Whole Debt Freedom

Presentation in a message is truly everything!  Credit card companies believe in their incentive by offering, “Freedom Debt Relief” with the goal of issuing their clients another credit card payment with no interest for a period of time.  It may be 18, 24, or 36 months.  Is this truly freedom and relief from the very debt that binds and limits our ability to do more with our income?  The larger picture is eliminating the debt, and the seemingly unlimited power of credit.

Yes, it is a challenging concept.  Few Americans live strictly by the money they earn, and still have the ability to save.  We all have well defined dreams and goals without providing credit card companies a substantial chunk of our hard-earned income on a monthly basis.  The dream is present in our minds; yet, the first step is not to use more credit.  Instead, a plan must be made to pay off debt, while saving for or having cash in hand for purchases.

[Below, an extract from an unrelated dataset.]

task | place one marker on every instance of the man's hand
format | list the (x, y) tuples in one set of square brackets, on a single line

Highest Interest Rates Paid First  

When statements arrive either by mail or email, the balance is the only number which holds our attention.  Interest rates or amounts rarely receive a glance simply because we know it is the price of not paying a credit card off in full.  Create of list of your credit cards according to their interest, highest to lowest.  Begin with a new plan to pay more on the cards with the highest interest.  Do you need to carry the cards in your wallet? With a determination to be debt free, this is the moment to eliminate the temptation of “charging” purchases. Take the time to call customer service and learn whether you are eligible for a lowered rate.  Ask if the rate could be lowered for 12 months or even six months. It certainly does not hurt to ask.

Keeping Written Track of Finances

Debt does not have to be a connected to a chain.  There is a light at the end of the tunnel if we can visually see when a final payment will occur.  The list of expected monthly expenses defines how much money remains at the end of the month.  Consider how much additional money can be added to debt, go to savings, food and other expenses.  Creating a strict food budget and offering a set amount to spend for other needs is imperative to eliminating debt.  You may discover if you have a set amount, perhaps in cash, you are less likely to go on expensive spending sprees.

A Visual Challenge

Save all receipts across one week and one month.  Label them according to the purpose of the purchase to understand how money is being spent.  Small expenses such as a drink or candy bar adds up.  If you know how you spend, you may be able to find an alternative means such as carrying snacks or a case of bottled water in your car. Think of other ways that could reduce spending.

Enter Savings as an Expense

Savings must be treated similar to an expense, and immediately placed in a savings account for the time when an emergency arises, and accessible money is needed.  See if your bank has the option of setting up multiple accounts for insurance, for instance. Paying six months in advance allows the insurer to save money.  Additional money that could be entered into an account are for taxes, house projects, your children, and Christmas, are included in accruing monthly “savings.”  You may be surprised to discover just how much money is being saved and earning interest.

Whole Debt Freedom

Purchasing power is too easy with a credit card.  The desire to analyze your spending habits and create a new plan to pay off debt can be empowering, especially when more money no longer is earmarked for expenses.  The money becomes a freedom to invest in your hobbies, interests, or simply to realize a lifelong dream!  It can happen.  It takes a great plan, determination, and getting back on course when obstacles occur!